Une femme herero – communauté apparentée aux Himbas – pose dans une boutique dans la région de Kunene, au nord de la Namibie, en juin 2018. Elle porte une ohorokova, robe traditionnelle inspirée des tenues des colones allemandes, auxquelles sont ajoutés des couleurs vives et un chapeau, en hommage aux cornes des vaches qui nourrissent ce peuple. Les ohorokovas sont portées en symbole de résilience, rappelant le génocide des Hereros, perpétré entre 1904 et 1908 par les troupes allemandes. © Ben McRae/Alamy Stock Photo

“Dans ces sociétés, les femmes sont au centre, pas au-dessus”

La chercheuse allemande Heide Goettner-Abendroth est la spécialiste des sociétés et cultures matrilinéaires qu’elle préfère appeler “matriarcales”, basées sur le partage, le respect de l’autre et de la nature. Si elle déplore la disparition de nombre d’entre elles, la chercheuse souligne les forces de résistance à l’uniformisation du monde et ce que ces sociétés ont à nous apprendre.

© Maresa Jung

Biographie express
Heide Goettner-Abendroth, docteure en philosophie des sciences, a enseigné pendant dix ans à l’université de Munich. Elle a ensuite consacré sa vie aux sociétés matriarcales. Ses travaux font l’objet de débats, de contestations parfois, mais font référence. En 1986, la chercheuse a fondé en Allemagne l’Académie internationale Haiga pour les recherches matriarcales modernes, dont elle assure la direction. Son ouvrage, Les sociétés matriarcales – Recherches sur les cultures autochtones à travers le monde, a été – enfin – traduit en français et publié l’an dernier, aux éditions Des femmes-Antoinette Fouque.

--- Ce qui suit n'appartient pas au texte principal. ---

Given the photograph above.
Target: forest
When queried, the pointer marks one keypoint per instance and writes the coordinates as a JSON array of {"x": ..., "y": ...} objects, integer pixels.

Contrairement à l’idée selon laquelle le modèle patriarcal et inégalitaire serait “universel”, voire selon certain·e·s “naturel”, vous avez observé des sociétés que vous nommez matriarcales un peu partout sur la planète qui, même isolées, présentent des caractéristiques communes…

En effet, lorsque j’ai commencé mes recherches, j’ai été surprise de découvrir des sociétés si lointaines, isolées les unes des autres, qui ne se connaissent pas, et présentent pourtant des fonctionnements si similaires. Celles que j’ai décrites montrent des restes de ces communautés matriarcales. Certaines utilisent encore les mêmes modèles, d’autres en ont gardé seulement une caractéristique.
Elles sont maintenant tellement entourées, influencées et parfois remplacées par des sociétés patriarcales qu’il est difficile d’imaginer qu’elles aient pu être le modèle culturel dominant à une époque. Ce modèle humain a existé partout dans le monde, depuis longtemps. Cependant, les ressources manquent : la littérature sur les sociétés matriarcales offre souvent une histoire déformée, avec une vision occidentale et biaisée. Heureusement, de plus en plus de recherches sont menées sur ces communautés par des personnes qui en sont elles-mêmes issues.

Pourquoi n’existe-t-il selon vous aucune société de ce type en Europe ?

C’est sur notre continent, ainsi qu’en Asie, que le patriarcat s’est développé en premier. L’Europe a une histoire patriarcale tellement longue qu’il ne demeure plus rien des communautés matriarcales. Elles ont toutes été détruites, et de façon très violente. Les derniers vestiges ont disparu avec la chasse aux sorcières (lire Femmes ici et ailleurs #33).

Cette Touareg est maîtresse d’école à Illizi, au sud-est de l’Algérie. Maquillée à la mode nigérienne, elle s’apprête à assister à un mariage. “Musulmane, elle méprise royalement la polygamie. En tant que Touareg – peuple matrilinéaire, elle peut imposer la monogamie”, explique la photographe Nadia Ferroukhi.